Back to the topic in hand this is about Afghanistan and this just prooves wherever you have amerikkans you will have them abusing people and torturing them. Clear cut proof of the so called liberation policies of the US administration !

They now trying to cover up this mess in Afghanistan by denying they involved in tortures and killings by hiding the evidence, this US administartion is worse than mafia with its lying, cheating and killing!

[QUOTE]
*Originally posted by ak47: *

Back to the topic in hand this is about Afghanistan and this just prooves wherever you have amerikkans you will have them abusing people and torturing them. Clear cut proof of the so called liberation policies of the US administration !

[/QUOTE]
Is it fair to say wherever you find Muslims you will have them abusing people and toruturing them becauase it is practiced by Egypt, Pakistan or Saddam when dealing with prisioners? Is that clear cut proof of the fallacy of the religion of peace? Your propensity to generalize and stereotype is intellectually dishonest, not to mention very boring.

[QUOTE]
*Originally posted by Seminole: *
Is it fair to say wherever you find Muslims you will have them abusing people and toruturing them becauase it is practiced by Egypt, Pakistan or Saddam when dealing with prisioners?

[/QUOTE]

Guess who supports these torturers in muslim lands i give you one guess?

Have you got yet ,

How about now

no ok i'll tell you the Amerikkan adminstration supports politically and financially and even supplies wholesale torture equipment to these brutal regimes!

If your that bored go start ranting on yankee.org your more than welcome to leave!

If the US does something wrong, it's US fault.

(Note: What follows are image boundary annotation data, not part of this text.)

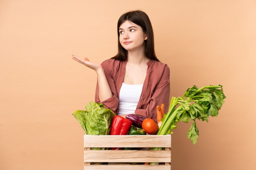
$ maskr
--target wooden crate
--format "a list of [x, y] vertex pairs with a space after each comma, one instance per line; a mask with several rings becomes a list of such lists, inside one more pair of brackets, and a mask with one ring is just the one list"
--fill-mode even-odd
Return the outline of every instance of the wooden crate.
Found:
[[[171, 135], [84, 136], [85, 170], [171, 170]], [[161, 150], [93, 150], [90, 148], [164, 148]], [[91, 162], [159, 162], [161, 165], [91, 165]]]

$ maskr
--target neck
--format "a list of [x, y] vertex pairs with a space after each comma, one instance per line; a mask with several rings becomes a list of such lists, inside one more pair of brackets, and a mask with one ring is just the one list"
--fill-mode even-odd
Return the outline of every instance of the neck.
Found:
[[144, 48], [140, 50], [128, 51], [127, 57], [127, 62], [131, 64], [140, 64], [146, 63], [150, 60], [146, 56]]

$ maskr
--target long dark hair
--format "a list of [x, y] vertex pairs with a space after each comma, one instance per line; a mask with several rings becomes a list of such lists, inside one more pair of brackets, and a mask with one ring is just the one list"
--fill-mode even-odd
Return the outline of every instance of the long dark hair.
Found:
[[146, 56], [149, 59], [159, 61], [155, 53], [154, 46], [154, 34], [151, 22], [148, 15], [141, 11], [132, 11], [123, 14], [117, 22], [117, 34], [118, 35], [118, 52], [112, 58], [120, 61], [124, 61], [127, 59], [127, 50], [121, 45], [119, 40], [120, 33], [119, 28], [125, 21], [128, 20], [140, 26], [142, 30], [148, 37], [145, 40], [145, 52]]

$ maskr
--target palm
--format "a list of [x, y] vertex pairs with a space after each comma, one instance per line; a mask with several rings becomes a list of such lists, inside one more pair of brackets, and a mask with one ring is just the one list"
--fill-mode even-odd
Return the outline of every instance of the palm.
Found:
[[72, 55], [72, 58], [76, 61], [83, 64], [87, 67], [97, 71], [101, 68], [101, 65], [97, 63], [93, 63], [90, 61], [87, 57], [85, 57], [85, 59], [82, 59], [75, 55]]

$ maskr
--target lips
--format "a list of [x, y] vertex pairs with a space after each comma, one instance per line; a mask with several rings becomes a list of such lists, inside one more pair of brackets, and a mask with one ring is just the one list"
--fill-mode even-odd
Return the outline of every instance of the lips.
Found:
[[128, 44], [130, 43], [131, 43], [132, 41], [125, 41], [124, 43], [124, 44]]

If Muslim country does something wrong, it's US fault. If ummah is squandering in illiteracy and poverty, it's US fault, the sky is falling, it's the US fault. You sound like a broken record. Do you have anything else in your repertoire to talk about? And thanks for the invite to leave but where else could I read such perspicacious, profound and quick-witted posts as yours?

[QUOTE]
*Originally posted by ak47: *

If your that bored go start ranting on yankee.org .....
[/QUOTE]

ak, your a big high school girls volleyball fan ehh?

[QUOTE]
*Originally posted by Seminole: *
If the US does something wrong, it's US fault. If Muslim country does something wrong, it's US fault. If ummah is squandering in illiteracy and poverty, it's US fault, the sky is falling, it's the US fault. You sound like a broken record. Do you have anything else in your repertoire to talk about? And thanks for the invite to leave but where else could I read such perspicacious, profound and quick-witted posts as yours?
[/QUOTE]

Well Amerikka is in Afghanistan torturing and abusing civillians and in iraq something the whole world knows.

Secondly i pointed out another fact that US administration supports and sells torture equipment to the very regimes you complaining about.

And finally The Amerikkkans are the broken record AL Qaida this AL qaida that, al qaida in your attic al qaida in your neighbourhood al qaida in every nook and cranny imaginable etc etc blah blah and another blah.

Hopefully these digusting peverted amerikkkans who torture afghan civillians will be hanged or shot as an example!